On Making a Career
Next Wednesday, I'm flying to Seattle for a book signing and interview session. This got me thinking about my career to date, where it's gone thus far, and where I want it to be.
I'm excited to for my trip to Seattle. I've spent very little time on the West coast, and have never been to Seattle in particular. It's always nice to see a city, especially such a prominent one, for the first time. Though I'll only be there for one night (try the veal), it should be a blast.
Of course there's a lot about this trip that I see as a small microcosm of my career to this point. I figured I'd break it into two parts.
Things I'm thankful for:
--I just published my second book.
--That my publisher had enough faith in me after a relatively short period of time to extend my original contract, so that I now have seven novels under contract. Additionally, I feel their promotional support has been outstanding.
--That I'm fortunate enough to be in a position--financially and with a supportive spouse--to be able to write full time.
--That the critical and reader response to my books has been, for the most part, very positive.
I'm grateful for all of these things. Yet at the same time, I want to grow as a writer. Both in terms of my ability and in terms of exposure. Listed below are the main issues I'm struggling with right now. Please refrain from playing the world's smallest violin. These are not complaints--again I am grateful--but in order to take the next step some, if not all of the following bridges must be crossed. Some must be crossed sooner, some will take time.
Issues that must be addressed:
--As of right now, my books are being published as paperback originals. While this has permitted terrific distribution and a likely far greater print run than I would have seen publishing in hardcover to date, there is a stigma attached to PBOs, both critically and commercially. Especially in the crime genre.

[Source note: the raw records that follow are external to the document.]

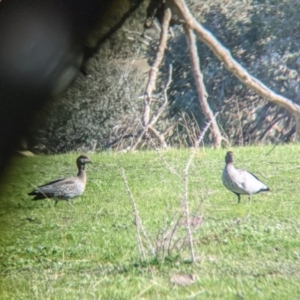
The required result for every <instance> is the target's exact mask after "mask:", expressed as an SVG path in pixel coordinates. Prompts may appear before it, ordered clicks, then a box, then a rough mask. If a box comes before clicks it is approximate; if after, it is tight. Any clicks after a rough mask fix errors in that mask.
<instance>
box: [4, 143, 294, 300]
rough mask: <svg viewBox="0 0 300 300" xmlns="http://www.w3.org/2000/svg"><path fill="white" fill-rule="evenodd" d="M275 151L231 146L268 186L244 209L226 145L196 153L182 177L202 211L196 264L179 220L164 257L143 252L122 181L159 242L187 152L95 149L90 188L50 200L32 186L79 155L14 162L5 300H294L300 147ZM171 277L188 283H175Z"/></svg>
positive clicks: (181, 178) (23, 157)
mask: <svg viewBox="0 0 300 300" xmlns="http://www.w3.org/2000/svg"><path fill="white" fill-rule="evenodd" d="M272 148H273V147H272V146H264V147H244V148H233V149H231V150H233V151H234V154H235V166H236V167H239V168H245V169H248V170H249V171H251V172H253V173H254V174H256V175H257V176H258V177H259V178H260V179H261V180H262V181H263V182H264V183H266V184H267V185H268V186H269V187H270V189H271V192H269V193H262V194H258V195H254V196H253V200H252V202H251V203H250V202H248V199H247V197H246V196H242V201H241V203H240V204H239V205H238V204H237V197H236V195H234V194H233V193H230V192H229V191H227V190H226V189H225V188H224V187H223V185H222V182H221V173H222V169H223V167H224V156H225V154H226V151H227V150H224V149H221V150H213V149H207V148H199V149H198V150H197V153H196V156H195V158H194V160H193V162H192V164H191V167H190V169H189V185H188V188H189V189H188V191H189V194H188V195H189V198H188V199H189V205H190V210H191V213H192V215H193V217H195V218H198V219H203V222H202V223H201V224H200V226H199V227H198V229H197V230H196V231H195V232H194V234H193V238H194V250H195V255H196V258H197V261H196V263H194V264H192V263H191V262H190V251H189V248H188V247H186V246H182V247H180V248H179V246H178V245H179V244H180V243H181V242H183V241H184V235H185V228H184V225H183V224H179V225H178V226H177V227H176V229H177V233H176V236H175V235H174V237H173V241H178V243H177V244H175V246H174V248H173V249H172V251H170V253H169V254H166V255H165V259H163V260H162V259H161V255H158V256H153V255H152V254H151V251H150V248H149V247H147V245H146V243H144V246H145V259H144V260H143V259H142V258H141V255H140V252H139V248H138V243H137V238H136V233H137V231H136V227H135V225H134V222H133V220H134V214H133V208H132V199H131V198H130V197H129V195H128V193H127V191H126V186H125V182H124V178H123V177H122V170H123V171H124V174H125V176H126V179H127V182H128V187H129V189H130V191H131V193H132V197H133V199H134V201H135V204H136V206H137V208H138V212H139V216H140V218H141V220H142V224H143V227H144V229H145V232H146V233H147V235H148V238H149V241H150V244H152V247H153V248H154V249H161V245H162V244H163V243H164V241H163V240H162V239H161V235H160V234H159V233H161V232H163V230H165V231H167V230H170V228H171V227H170V226H171V225H172V220H173V221H174V220H175V221H176V216H177V215H176V211H178V209H179V208H180V206H181V202H182V198H183V169H184V167H185V165H186V163H187V160H188V157H189V156H190V153H191V152H190V151H189V150H167V151H163V152H160V153H157V152H154V151H153V152H136V153H96V154H91V155H90V158H91V159H92V161H93V163H94V164H93V165H88V166H87V173H88V184H87V188H86V191H85V193H84V194H83V196H82V197H80V198H77V199H74V200H73V201H72V204H73V206H70V205H68V204H67V203H66V202H65V201H62V202H59V203H58V204H57V206H56V207H54V201H50V200H44V201H36V202H35V201H31V198H30V197H29V196H27V193H28V192H29V191H31V189H32V188H33V187H34V186H36V185H39V184H42V183H45V182H47V181H50V180H53V179H56V178H59V177H63V176H68V175H74V174H75V173H76V167H75V159H76V157H77V156H78V154H76V153H72V154H66V155H57V156H35V157H17V158H15V159H14V166H13V168H11V169H10V170H9V172H8V173H7V174H6V176H5V179H3V180H2V181H4V184H3V185H2V188H1V215H0V246H1V247H0V263H1V270H0V299H300V199H299V191H300V187H299V185H300V154H299V150H300V147H299V146H298V145H288V146H277V147H276V148H275V149H273V150H272ZM271 150H272V151H271ZM174 216H175V217H174ZM170 224H171V225H170ZM176 239H177V240H176ZM165 243H166V244H167V241H165ZM159 247H160V248H159ZM160 253H161V252H160ZM178 275H193V278H194V280H193V283H192V284H191V285H178V284H174V283H172V281H174V280H175V281H176V279H178V277H179V276H178ZM174 278H175V279H174Z"/></svg>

--It is very, and I mean very difficult, outside of trade magazines and websites, to get reviews for my books. I've made it into a few smaller places, but those have come more from being in the right place at the right time (one newspaper reviewer requested a galley via MySpace, one I met at a conference, etc...). I have a publicist for THE GUILTY who's lined up a bunch of cool stuff, including my first radio interviews, but the publicity and review issue is a big one.
--It is very hard to set up book signings for PBOs. The simple economics of publishing make it hard for stores to profit off of mass market signings unless the author is a major name or has a large enough following in the area. I tried to set up a signing at a favorite indie store in my hometown, but was told they couldn't unless I guaranteed 75 copies sold. While I do have friends and family in NYC, I didn't feel comfortable 'guaranteeing' that kind of turnout.
--I have never officially toured. Though I have a signing and interview lined up in Seattle, and will be going to the UK in June to promote my release there, in both cases I'm traveling on my own dime. Barring Ichiro promoting my Seattle signing, there's no way in hell I'm going to sell enough copies to cover the cost of that trip. I'm ok with this. I understand that you have to spend money to make money, and I'm more than happy to plant some seeds in the hopes that in the future that will bear fruit. The same goes for various conferences I'm scheduled to attend, where travel, hotel and bar tabs eat up a pretty penny.
--The long-term goal, of course, is for my books to be published in hardcover. My publisher, I believe, is making a smart choice publishing me in paperback first. Having worked in the industry, I've seen too many first novels come out in hardcover to a mediocre sell-through, from which the author's career might never recover. Starting the other way around, establishing a base readership who will (hopefully) follow my books into hardcover when the time is right seems a safer long-term option. The flip side is that there's a lot more money in hardcover than paperback (royalties are about $2.50-$3.75 on a $25 hardcover, versus $.64 on a $7.99 paperback). Again, I'm a younger guy with no children (unless you include Wilson), so I'm willing to take the slow, steady approach and hope it keeps me in the race longer. I look at other authors who've achieved success with this model (Harlan Coben, Laura Lippman, Jim Butcher), and hope the same happens here. I want to be writing as long as I'm alive, and whatever it takes to achieve that, I'm willing to do.